McGrath’s script is faithful: fierce when it needs to be and devilishly funny. The Texas-born humorist who wrote Bullets Over Broadway with Woody Allen lacks the flair for composition that director Ang Lee bestowed on Sense and Sensibility. Lee made Austen’s insulated English countryside a microcosm of the world beyond and a mirror for its follies. But McGrath is a word man with an astute ear for Austen. When Emma’s wealthy, widowed father is offered a piece of rich cake at the wedding of Emma’s governess (Greta Scacchi), the old hypochondriac cries out in horror: “Madam, you put us all in peril.”

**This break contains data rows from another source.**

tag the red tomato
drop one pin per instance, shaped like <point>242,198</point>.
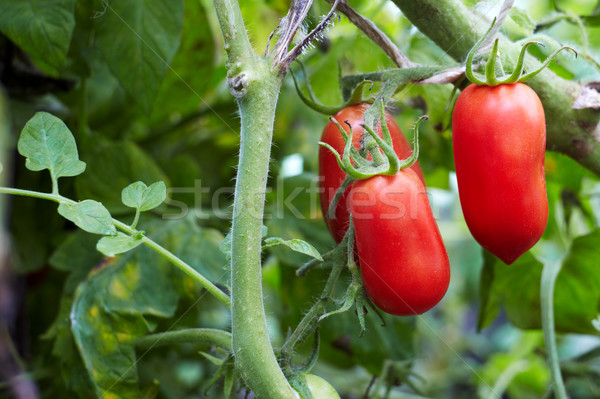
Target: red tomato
<point>329,171</point>
<point>403,261</point>
<point>499,139</point>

In fact, the peril comes from Emma’s dangerous interference, which masquerades as friendship or charity. She decides her dim friend Harriet (Toni Collette of Muriel’s Wedding) is too good for the farmer (Edward Woodall) who loves her and perfect for the vicar (Alan Cumming) who pines for Emma and earns a drop-dead look for saying so. Frank Churchill, played with high good humor by Ewan McGregor of Trainspotting, is another mismatch. Emma sees herself as beyond marriage and beyond criticism. Only her brother-in-law, Mr. Knightley (a dashing Jeremy Northam), has the guts to sass her back. It takes Harriet setting her cap for Mr. K (above her station in Emma’s view) to make Emma see that she loves him herself.

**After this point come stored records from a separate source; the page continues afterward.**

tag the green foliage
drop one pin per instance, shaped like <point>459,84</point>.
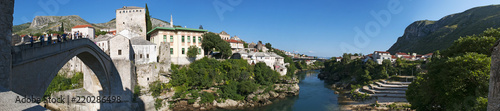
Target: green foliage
<point>364,72</point>
<point>264,75</point>
<point>192,51</point>
<point>207,97</point>
<point>38,34</point>
<point>156,88</point>
<point>247,87</point>
<point>457,79</point>
<point>235,78</point>
<point>213,41</point>
<point>471,22</point>
<point>61,83</point>
<point>268,46</point>
<point>137,92</point>
<point>158,103</point>
<point>452,83</point>
<point>474,43</point>
<point>100,33</point>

If the plot sounds familiar to those who are unversed in Austen, it’s probably memories of Clueless, last summer’s hit comedy in which Alicia Silverstone played a delicious 90210 version of Emma in Val-gal-speak (“As if”). While Paltrow’s Emma shows off with an archer’s bow or a well-placed barb, Silverstone’s control freak preens through power shopping and wields a cellular phone to fire off a dis (“Did I miss something? Is big hair back?”). Silverstone delivered a delightful parody. Paltrow bravely plays it for real.

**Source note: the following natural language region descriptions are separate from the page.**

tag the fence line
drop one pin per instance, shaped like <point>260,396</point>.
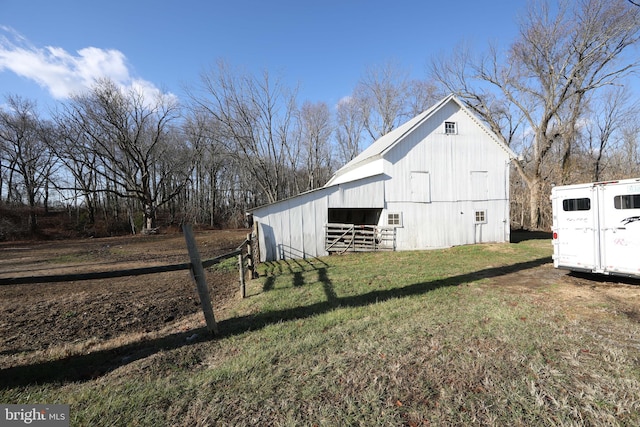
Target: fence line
<point>196,266</point>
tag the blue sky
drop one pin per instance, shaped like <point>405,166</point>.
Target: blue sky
<point>50,48</point>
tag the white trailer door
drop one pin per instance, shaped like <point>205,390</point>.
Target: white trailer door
<point>620,228</point>
<point>575,224</point>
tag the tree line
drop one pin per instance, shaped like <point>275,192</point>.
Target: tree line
<point>559,95</point>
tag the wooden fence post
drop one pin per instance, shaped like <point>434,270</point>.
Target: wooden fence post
<point>241,270</point>
<point>197,272</point>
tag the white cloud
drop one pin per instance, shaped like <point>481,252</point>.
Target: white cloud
<point>64,74</point>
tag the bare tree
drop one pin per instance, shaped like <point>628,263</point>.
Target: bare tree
<point>25,152</point>
<point>255,117</point>
<point>604,129</point>
<point>563,54</point>
<point>315,123</point>
<point>381,94</point>
<point>133,137</point>
<point>349,128</point>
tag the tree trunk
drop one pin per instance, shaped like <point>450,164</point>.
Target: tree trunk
<point>535,217</point>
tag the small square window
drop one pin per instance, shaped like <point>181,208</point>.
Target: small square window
<point>481,217</point>
<point>450,128</point>
<point>394,218</point>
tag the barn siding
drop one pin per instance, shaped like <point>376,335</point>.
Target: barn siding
<point>434,180</point>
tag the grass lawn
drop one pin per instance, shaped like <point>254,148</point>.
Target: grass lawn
<point>443,337</point>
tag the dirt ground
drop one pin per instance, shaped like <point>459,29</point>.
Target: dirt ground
<point>39,316</point>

In a stinging scene at a picnic, Emma insults a well-meaning chatterbox, Miss Bates (Sophie Thompson in an award-caliber performance), who cares for her aged mother (Phyllida Law). Mr. Knightley rails at Emma for her cruelty, leaving her stunned and, for the first time, chastened. It should be noted that Thompson and Law are sister and mother, respectively, to Emma Thompson, who won an Oscar for her sly Sense and Sensibility screenplay.
And while we’re talking bloodlines, Paltrow shows flashes of the power and grace of her mother, Blythe Danner, who curtailed a still-strong career to raise a family. I recall Danner’s first screen lead, in 1974, as a Texas belle in Sidney Lumet’s little-seen Lovin’ Molly. The film spans 40 years and ends in a flashback to Molly in her youth, like Emma, before impulsive choices took their toll. The camera moves through trees to glimpse Molly sitting in a blue and white dress on the steps of a schoolhouse. She is waiting, smiling, for her life to begin. You watch Danner raptly, as if her face held the key to a great mystery. It’s a gift only a true film actor has.
Paltrow has it, too. You watch Emma make the choices that will keep her in a small, indulged cocoon or help her forge an identity in a harsher world. It’s Emma’s conflicted character, made luminous by Paltrow, that intrigues audiences. The actress holds us in thrall by giving us an Emma we can love and scorn. Paltrow is hot stuff. So’s the movie. It’s a winner.